The History of Sydney Ocean Pools
When Sydney swimmers ask about swimming spots where they can swim away from the pounding surf, they’re often led to ocean pools. While they’re not as common in other Australian cities, there are more than 30 of these iconic swim spots here – more than anywhere else in the world. They’re a unique feature of Sydney’s coastline, and they’re not just popular with swimmers; they also serve as valuable beach safety measures.
Whether they’re a refuge from rough waves, a place to do laps or a spot where a swimmer can experience the thrill of a rip as it crashes against the rock walls, ocean pools offer an ideal swimming environment. Designed to let the waves wash in and out while excluding sharks and other sea life, they provide a safe alternative to swimming along the city’s surf beaches, where rips account for most surf rescues and coastal deaths by drowning.

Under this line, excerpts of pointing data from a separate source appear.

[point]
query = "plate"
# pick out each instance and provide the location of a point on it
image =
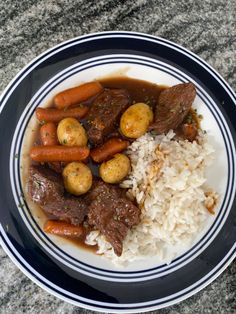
(80, 277)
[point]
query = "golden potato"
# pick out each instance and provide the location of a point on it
(115, 169)
(71, 133)
(135, 120)
(77, 178)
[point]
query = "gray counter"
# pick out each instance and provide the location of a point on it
(27, 28)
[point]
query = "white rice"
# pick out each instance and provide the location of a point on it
(168, 182)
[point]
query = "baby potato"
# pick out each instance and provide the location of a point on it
(71, 133)
(77, 178)
(115, 169)
(135, 120)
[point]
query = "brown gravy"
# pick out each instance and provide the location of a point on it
(140, 91)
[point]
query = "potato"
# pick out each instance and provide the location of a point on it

But despite their popularity, these ocean and rock pools haven’t been given much public attention, so a recent Facebook post by Meegan Zen prompted Krissy Sherker to investigate the history of Sydney’s ocean pool culture. Sherker’s search for answers led her to the library in Manly, the Northern Beaches and Randwick councils and an online archive. The answers weren’t easy to find, but the research was rewarding.
Most of Sydney’s rock pools were built in the late 19th and early 20th century as recreational and competitive swimmers sought places to swim safely, away from powerful waves and the risk of shark attacks. “Back then very few non-Indigenous people had surf skills, so they needed nice safe places where they could do their swimming,” says Marie-Louise McDermott, who has written extensively about Sydney’s ocean pools and runs the website All Into Ocean Pools.

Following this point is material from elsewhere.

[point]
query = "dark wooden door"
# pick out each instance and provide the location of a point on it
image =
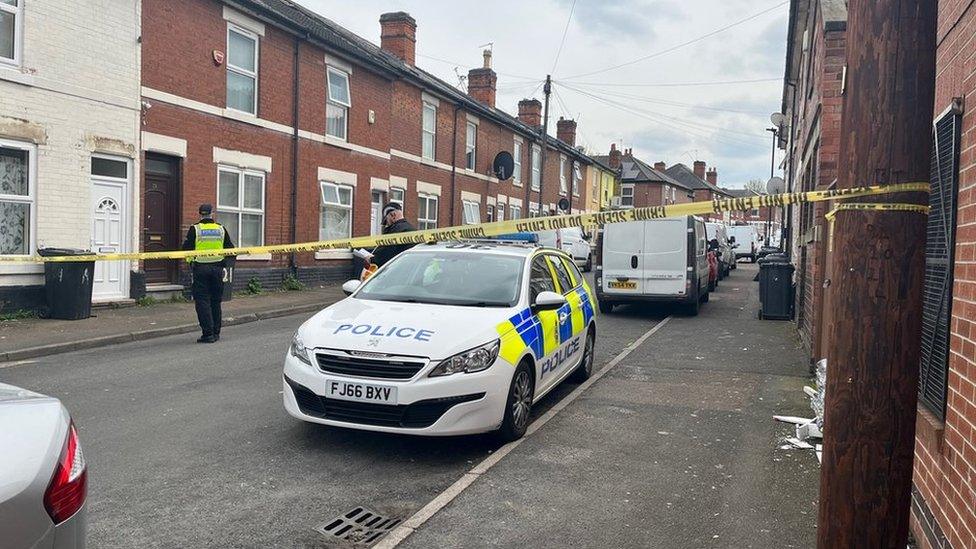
(161, 216)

During the interwar period, ocean pools were supported by increased patrols and the introduction of shark meshing at most Sydney metropolitan beaches. While shark attacks continued to occur, they dropped significantly in frequency and a number of lives were saved by the added protection of pool fencing and shark nets.
Several of Sydney’s ocean pools have survived the test of time, and some are even open to the public again. Those who want to visit can check the websites of their local councils or the NSW Department of Parks and Wildlife for more information, or look out for signs on rocky shorelines. A small entrance fee may be charged. In addition to swimming, most rock and ocean pools are also suitable for picnics. The waters are typically cool to warm, and some have picnic shelters. Some of the most popular are Mahon Rock Pool on Lurline Bay and Greenacre Pool in south-west Sydney. Despite their age, they’re still very much loved by swimmers. They evoke memories of childhood, the intoxicating smell of chlorine, hot chips and long, carefree days splashing and swimming with what seemed like the whole neighbourhood.